By Jim Steele. Published in Pacifica. Tribune August 20, 2019
There are too many fear mongering politicians pushing an “existential climate crisis”. I find the climate history told by the trees far more trustworthy, and the trees are whispering there is no crisis.
This summer I taught a class on the Natural History of the Sierra Nevada for San Francisco State University’s Sierra Nevada Field Campus. The first day we taught students how to identify the trees. Once students know their trees, they can easily see how tree species vary with elevation, temperature, moisture, and snow pack. They can see which species colonize open sunny areas and which trees need shade before they can invade. Old time naturalists used trees to identify “life-zones” where different species of mammals, birds, insects and other plants can be found. Furthermore, when you listen to the trees, you can see change.
The class explored forests along the North Yuba River.
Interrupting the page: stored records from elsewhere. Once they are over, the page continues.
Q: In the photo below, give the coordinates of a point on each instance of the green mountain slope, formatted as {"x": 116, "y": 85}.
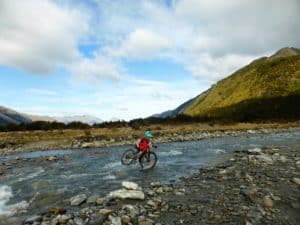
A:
{"x": 267, "y": 88}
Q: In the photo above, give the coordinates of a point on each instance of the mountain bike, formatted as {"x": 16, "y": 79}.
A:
{"x": 147, "y": 161}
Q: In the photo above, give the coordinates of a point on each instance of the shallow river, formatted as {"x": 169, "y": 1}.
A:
{"x": 34, "y": 185}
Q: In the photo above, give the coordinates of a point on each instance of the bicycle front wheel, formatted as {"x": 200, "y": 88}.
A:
{"x": 148, "y": 161}
{"x": 128, "y": 157}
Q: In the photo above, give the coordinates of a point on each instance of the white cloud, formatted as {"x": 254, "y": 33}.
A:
{"x": 41, "y": 92}
{"x": 39, "y": 36}
{"x": 206, "y": 67}
{"x": 141, "y": 44}
{"x": 96, "y": 69}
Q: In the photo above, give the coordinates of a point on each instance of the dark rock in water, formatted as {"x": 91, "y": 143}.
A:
{"x": 96, "y": 219}
{"x": 92, "y": 199}
{"x": 57, "y": 210}
{"x": 78, "y": 199}
{"x": 32, "y": 219}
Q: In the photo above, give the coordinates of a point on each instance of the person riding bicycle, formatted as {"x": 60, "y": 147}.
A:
{"x": 143, "y": 146}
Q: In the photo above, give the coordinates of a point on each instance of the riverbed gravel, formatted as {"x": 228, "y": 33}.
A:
{"x": 257, "y": 186}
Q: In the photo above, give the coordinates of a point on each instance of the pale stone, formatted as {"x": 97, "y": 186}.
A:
{"x": 127, "y": 194}
{"x": 130, "y": 185}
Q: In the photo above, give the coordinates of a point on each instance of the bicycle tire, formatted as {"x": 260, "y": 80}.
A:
{"x": 128, "y": 157}
{"x": 144, "y": 161}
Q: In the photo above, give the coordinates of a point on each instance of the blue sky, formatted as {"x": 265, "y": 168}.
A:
{"x": 127, "y": 59}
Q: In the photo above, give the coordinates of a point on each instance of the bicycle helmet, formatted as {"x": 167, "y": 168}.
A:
{"x": 148, "y": 134}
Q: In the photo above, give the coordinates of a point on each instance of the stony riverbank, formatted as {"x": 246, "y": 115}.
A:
{"x": 257, "y": 186}
{"x": 98, "y": 141}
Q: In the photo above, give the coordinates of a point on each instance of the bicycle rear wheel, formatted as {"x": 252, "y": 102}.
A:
{"x": 148, "y": 161}
{"x": 128, "y": 157}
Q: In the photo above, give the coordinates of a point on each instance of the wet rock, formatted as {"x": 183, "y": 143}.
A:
{"x": 130, "y": 185}
{"x": 255, "y": 151}
{"x": 40, "y": 184}
{"x": 155, "y": 184}
{"x": 249, "y": 193}
{"x": 96, "y": 219}
{"x": 296, "y": 180}
{"x": 62, "y": 219}
{"x": 125, "y": 219}
{"x": 159, "y": 190}
{"x": 133, "y": 211}
{"x": 79, "y": 221}
{"x": 146, "y": 222}
{"x": 92, "y": 199}
{"x": 105, "y": 212}
{"x": 78, "y": 199}
{"x": 115, "y": 220}
{"x": 101, "y": 201}
{"x": 127, "y": 194}
{"x": 57, "y": 210}
{"x": 150, "y": 192}
{"x": 32, "y": 219}
{"x": 265, "y": 158}
{"x": 268, "y": 202}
Free from politics, trees tell us about changes in fire frequency, logging, climate change and ecosystem resilience. Photographs taken during the late 1800s during California’s gold rush days, revealed the total devastation of local forests. Gold miners needed wood for heating and cooking, for their metal forges, and for timbers to reinforce their mines. They needed wood to build flume boxes that altered river courses to expose riverbeds. Flume boxes also carried water from high to low elevations where giant water cannons completely washed away hillsides in their search for gold.